Yarın 26 Haziran. Dünya Uyuşturucu Kullanımı ve Kaçakçılığı ile Mücadele Günü. Takvimde sadece bir gün gibi duruyor olabilir ama aslında yüz binlerce hayatın temsilidir bu tarih. Her yıl, her ay, her gün…

Uyuşturucu, alkol, sahte içki... Farklı biçimler, aynı trajedi. Her bağımlılık bir kayıptır.

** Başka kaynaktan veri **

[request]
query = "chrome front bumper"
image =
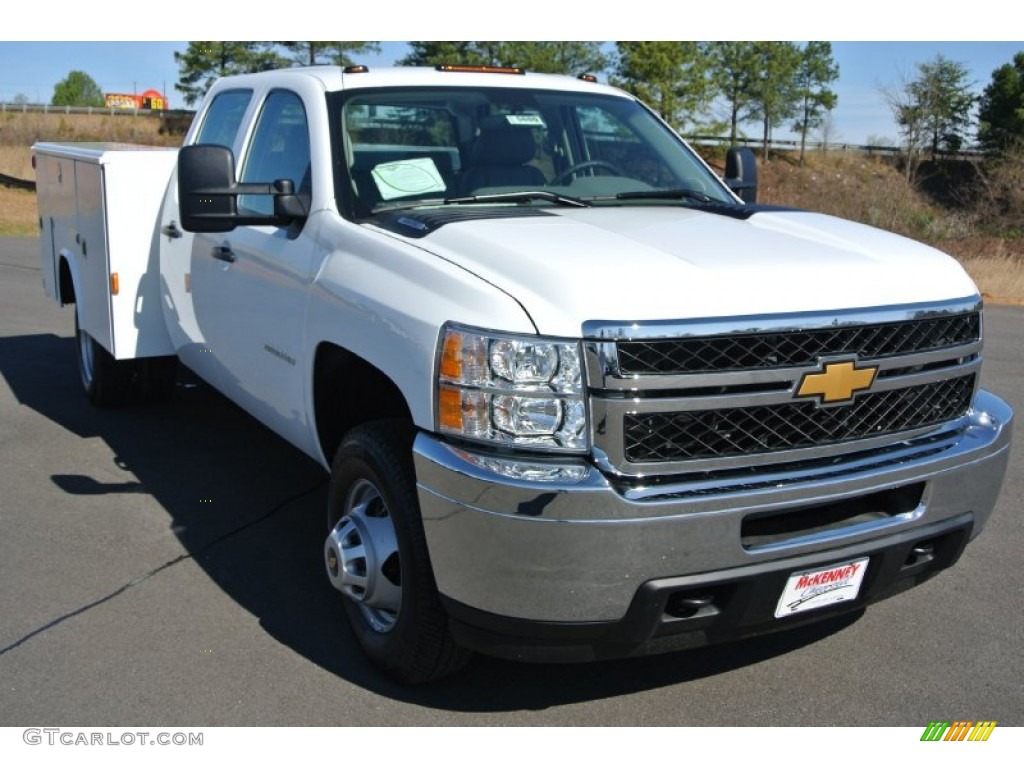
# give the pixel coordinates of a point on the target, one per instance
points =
(559, 542)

Ama biz, en çok da kaybettiğimiz gençlerimizle yoksullaşıyoruz.

2025’in sadece ilk yarısında sahte içkiden ölenlerin sayısı 160’ı aştı. Bu kişiler ne eğlenmek ne de lüks yaşamak için bu riski göze aldı. Onları o içkiye götüren şey çoğu zaman yoksulluktu, umutsuzluktu, sistemin dışına itilmişlikti.

Gençlerin bağımlılığı, toplumun felci

13 yaşında uyuşturucuya başlayan çocuklardan, 17 yaşında sokakta ölen gençlere kadar bir zincir görüyoruz. Bağımlılık artık “marjinal” bir sorun değil; şehirlerin merkezinde, parkta, avm de sosyal medya hesaplarında her an karşımızda.

Bu sadece gençlerin değil; hepimizin sınavı.

Sadece Polisle değil, toplumla kazanılacak bir savaş…

Uyuşturucuyla mücadele, sadece güvenlik güçlerinin değil; anne-babaların, öğretmenlerin, medya mensuplarının, kanaat önderlerinin, mahalle abilerinin savaşıdır.

Uyuşturucu kullanan biri sadece bir “bağımlı” değil, aynı zamanda sistemin dışına itilmiş bir bireydir.

Uyuşturucu, farklı isim ve yapılarla gelir. Ama her zaman bir boşluğu doldurmak için gelir. Eğer o boşluğu biz, yani toplum olarak doldurmazsak, onu zehirli yapılar, suç örgütleri doldurur.

Unutmayalım:

Ölüm bazen sessiz gelir. Ama onu mümkün kılan suskunluktur.